Please use the modules from PR #1017 - thanks!

@Dooruk
Copy link
Collaborator

Dooruk commented Mar 8, 2024

@climbfuji, will there be a miniconda module for SCU17? I see there is a stack-python version but Dan created GEOS-ESM\jedi_bundle using miniconda/3.9.7. I can't tag Dan here but I will ask him why that was the case.

@climbfuji
Copy link
Collaborator Author

No, there won't be one. We use the native/OS python3 to "drive" spack, and for everything else (building GEOS etc) we use the spack-built python3.

@Dooruk
Copy link
Collaborator

Dooruk commented Mar 11, 2024

I created an Intel JEDI built with the following SLES15 modules and confirmed the extreme slowness issue with a high resolution SOCA 3dvar_diffusion (no bump!) variational test. Same task would take 2-3 minutes with a single node on SLES12 and now it takes more than 30 minutes with a full node on SLES15. I will create an issue with the NCCS and see if they can help.

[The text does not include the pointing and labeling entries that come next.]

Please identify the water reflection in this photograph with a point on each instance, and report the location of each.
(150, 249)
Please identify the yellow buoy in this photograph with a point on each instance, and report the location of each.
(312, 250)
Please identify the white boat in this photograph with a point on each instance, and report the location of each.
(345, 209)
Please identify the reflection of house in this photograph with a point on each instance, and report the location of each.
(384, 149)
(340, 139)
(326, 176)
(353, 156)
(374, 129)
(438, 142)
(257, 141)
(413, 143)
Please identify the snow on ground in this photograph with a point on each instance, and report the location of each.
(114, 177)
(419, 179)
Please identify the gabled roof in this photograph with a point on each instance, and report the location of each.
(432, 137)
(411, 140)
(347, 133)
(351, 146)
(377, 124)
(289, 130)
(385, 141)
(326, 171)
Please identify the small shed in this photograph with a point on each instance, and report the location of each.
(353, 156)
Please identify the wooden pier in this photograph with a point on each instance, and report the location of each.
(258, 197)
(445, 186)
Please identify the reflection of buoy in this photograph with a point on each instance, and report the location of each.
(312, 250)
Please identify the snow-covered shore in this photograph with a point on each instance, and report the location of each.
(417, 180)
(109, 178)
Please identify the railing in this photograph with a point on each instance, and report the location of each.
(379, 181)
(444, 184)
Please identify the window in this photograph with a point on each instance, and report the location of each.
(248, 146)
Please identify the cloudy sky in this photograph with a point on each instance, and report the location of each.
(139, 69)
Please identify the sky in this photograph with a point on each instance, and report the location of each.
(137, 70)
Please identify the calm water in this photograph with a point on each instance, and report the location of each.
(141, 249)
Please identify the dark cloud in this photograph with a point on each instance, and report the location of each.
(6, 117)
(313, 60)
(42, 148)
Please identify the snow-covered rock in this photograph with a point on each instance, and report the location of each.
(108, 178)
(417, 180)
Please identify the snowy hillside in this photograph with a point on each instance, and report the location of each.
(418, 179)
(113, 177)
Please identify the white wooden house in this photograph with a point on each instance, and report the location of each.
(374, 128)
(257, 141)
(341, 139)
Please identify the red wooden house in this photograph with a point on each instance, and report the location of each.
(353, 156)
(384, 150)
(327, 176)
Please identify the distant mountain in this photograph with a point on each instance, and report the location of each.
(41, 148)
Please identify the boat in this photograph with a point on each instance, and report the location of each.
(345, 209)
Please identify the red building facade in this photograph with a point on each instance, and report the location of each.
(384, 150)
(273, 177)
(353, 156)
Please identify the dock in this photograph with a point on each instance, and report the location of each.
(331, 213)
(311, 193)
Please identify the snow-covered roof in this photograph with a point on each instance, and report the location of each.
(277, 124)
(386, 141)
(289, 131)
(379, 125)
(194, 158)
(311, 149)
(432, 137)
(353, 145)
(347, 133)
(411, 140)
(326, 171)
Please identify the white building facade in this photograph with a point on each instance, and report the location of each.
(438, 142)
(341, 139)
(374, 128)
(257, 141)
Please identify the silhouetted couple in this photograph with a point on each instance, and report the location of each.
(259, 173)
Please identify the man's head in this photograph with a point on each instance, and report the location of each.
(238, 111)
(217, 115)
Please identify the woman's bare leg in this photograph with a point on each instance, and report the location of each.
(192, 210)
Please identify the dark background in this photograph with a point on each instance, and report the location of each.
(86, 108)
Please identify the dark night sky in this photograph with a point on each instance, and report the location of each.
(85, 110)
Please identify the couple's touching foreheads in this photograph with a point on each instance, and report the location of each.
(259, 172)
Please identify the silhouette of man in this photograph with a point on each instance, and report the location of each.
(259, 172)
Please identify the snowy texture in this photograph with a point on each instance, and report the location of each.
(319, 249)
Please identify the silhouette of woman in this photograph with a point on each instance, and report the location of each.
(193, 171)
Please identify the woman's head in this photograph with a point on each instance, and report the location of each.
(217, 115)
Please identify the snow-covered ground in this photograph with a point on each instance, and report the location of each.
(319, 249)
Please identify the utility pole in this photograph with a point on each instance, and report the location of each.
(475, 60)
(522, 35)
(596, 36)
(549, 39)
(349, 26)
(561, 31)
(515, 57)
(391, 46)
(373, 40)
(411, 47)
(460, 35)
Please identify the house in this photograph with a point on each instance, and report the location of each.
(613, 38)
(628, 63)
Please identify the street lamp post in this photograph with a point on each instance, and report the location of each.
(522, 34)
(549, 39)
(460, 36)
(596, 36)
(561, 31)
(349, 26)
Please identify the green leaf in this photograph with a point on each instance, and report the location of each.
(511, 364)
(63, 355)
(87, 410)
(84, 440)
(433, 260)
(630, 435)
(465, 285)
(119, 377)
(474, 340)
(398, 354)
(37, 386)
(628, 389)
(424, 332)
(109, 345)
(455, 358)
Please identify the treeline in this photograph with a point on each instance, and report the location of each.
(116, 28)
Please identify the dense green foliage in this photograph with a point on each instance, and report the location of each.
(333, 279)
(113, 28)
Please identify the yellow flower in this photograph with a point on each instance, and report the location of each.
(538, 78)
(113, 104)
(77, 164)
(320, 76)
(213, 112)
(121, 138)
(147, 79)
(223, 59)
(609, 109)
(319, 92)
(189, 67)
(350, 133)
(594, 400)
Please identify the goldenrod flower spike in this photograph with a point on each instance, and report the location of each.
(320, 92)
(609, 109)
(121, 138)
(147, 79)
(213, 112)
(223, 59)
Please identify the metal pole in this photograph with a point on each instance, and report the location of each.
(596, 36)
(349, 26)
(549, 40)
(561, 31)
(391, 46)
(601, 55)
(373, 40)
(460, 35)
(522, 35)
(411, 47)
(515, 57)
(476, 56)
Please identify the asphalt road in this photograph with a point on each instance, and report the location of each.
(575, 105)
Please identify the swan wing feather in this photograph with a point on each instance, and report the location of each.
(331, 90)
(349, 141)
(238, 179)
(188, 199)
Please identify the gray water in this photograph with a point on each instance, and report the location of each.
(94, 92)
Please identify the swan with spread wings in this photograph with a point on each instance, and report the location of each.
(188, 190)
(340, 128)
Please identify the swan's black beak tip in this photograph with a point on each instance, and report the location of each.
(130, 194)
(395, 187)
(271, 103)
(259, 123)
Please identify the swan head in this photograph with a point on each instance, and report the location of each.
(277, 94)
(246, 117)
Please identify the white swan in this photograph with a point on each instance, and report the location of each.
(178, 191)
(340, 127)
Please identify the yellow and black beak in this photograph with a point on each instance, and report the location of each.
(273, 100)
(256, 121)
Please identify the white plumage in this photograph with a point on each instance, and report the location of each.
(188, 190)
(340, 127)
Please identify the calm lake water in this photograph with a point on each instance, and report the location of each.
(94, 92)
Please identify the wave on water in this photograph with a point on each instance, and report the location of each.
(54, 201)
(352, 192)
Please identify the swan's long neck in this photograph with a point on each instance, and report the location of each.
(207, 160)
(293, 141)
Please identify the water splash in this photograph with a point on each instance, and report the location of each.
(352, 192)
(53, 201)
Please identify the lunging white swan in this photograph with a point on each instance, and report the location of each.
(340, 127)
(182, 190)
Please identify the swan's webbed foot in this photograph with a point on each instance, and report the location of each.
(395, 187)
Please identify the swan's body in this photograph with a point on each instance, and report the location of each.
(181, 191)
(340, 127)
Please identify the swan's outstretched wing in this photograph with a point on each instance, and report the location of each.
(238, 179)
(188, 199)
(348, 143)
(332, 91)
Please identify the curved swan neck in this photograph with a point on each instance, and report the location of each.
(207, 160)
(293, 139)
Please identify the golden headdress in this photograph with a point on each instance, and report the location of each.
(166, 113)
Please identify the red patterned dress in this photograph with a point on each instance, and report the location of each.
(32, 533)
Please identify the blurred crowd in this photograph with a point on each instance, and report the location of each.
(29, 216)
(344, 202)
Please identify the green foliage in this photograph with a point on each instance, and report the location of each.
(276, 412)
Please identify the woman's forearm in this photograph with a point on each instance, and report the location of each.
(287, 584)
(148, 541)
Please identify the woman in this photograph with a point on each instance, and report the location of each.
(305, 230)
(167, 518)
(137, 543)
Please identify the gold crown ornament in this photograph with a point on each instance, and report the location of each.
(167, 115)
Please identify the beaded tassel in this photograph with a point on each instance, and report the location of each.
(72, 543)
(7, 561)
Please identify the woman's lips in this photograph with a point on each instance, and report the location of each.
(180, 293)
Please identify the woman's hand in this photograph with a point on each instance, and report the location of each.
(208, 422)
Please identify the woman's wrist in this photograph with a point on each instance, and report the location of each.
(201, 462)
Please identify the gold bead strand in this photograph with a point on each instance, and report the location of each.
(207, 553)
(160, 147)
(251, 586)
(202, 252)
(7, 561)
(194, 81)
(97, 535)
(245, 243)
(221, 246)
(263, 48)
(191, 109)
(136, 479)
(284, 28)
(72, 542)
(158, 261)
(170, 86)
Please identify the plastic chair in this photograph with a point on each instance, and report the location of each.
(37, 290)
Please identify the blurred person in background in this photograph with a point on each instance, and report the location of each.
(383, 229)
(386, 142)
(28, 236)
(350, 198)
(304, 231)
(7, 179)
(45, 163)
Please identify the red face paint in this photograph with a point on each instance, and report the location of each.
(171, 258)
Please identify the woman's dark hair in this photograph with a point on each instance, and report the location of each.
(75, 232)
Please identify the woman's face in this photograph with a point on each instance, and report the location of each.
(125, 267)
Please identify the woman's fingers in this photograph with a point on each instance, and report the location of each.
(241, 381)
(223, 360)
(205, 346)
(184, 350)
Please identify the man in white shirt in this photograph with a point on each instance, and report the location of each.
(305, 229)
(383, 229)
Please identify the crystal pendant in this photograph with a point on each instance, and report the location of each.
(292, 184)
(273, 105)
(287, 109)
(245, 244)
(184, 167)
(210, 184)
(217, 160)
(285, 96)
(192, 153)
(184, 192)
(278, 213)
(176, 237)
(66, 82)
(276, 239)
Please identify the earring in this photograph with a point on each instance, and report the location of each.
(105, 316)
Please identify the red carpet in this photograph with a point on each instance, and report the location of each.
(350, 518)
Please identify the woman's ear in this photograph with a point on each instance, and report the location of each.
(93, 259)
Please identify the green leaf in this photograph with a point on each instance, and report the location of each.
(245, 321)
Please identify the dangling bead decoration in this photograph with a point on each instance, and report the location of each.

Only difference I notice is that the stack-intel-mpi is 2.10.0 as opposed to 2.6.0 that works for GEOS. For the sake of learning, may I ask why was version 2.10.0 chosen? Perhaps @mathomp4 can also tell me.

module purge
module use /discover/swdev/gmao_SIteam/modulefiles-SLES15
module use /discover/swdev/jcsda/spack-stack/scu17/modulefiles
module load ecflow/5.11.4

module use /gpfsm/dswdev/jcsda/spack-stack/scu17/spack-stack-20240228/envs/unified-env-intel-2021.10.0/install/modulefiles/Core
module load stack-intel/2021.10.0
module load stack-intel-oneapi-mpi/2021.10.0
module load stack-python/3.10.13

Also, when I load these modules, the native pip3 version is 3.6 which is used for Swell installation. However, when I create a venv with the same modules my pip version is 3.10. That is a bit confusing for me. Perhaps miniconda prevented that for us in the SCU16 and prior?

@climbfuji
Copy link
Collaborator Author

@Dooruk Regarding Python. I see this, and that is entirely expected and correct. There's no need for a miniconda install as long as the native Python is "new" enough to drive spack and install the Python we want for the software stack.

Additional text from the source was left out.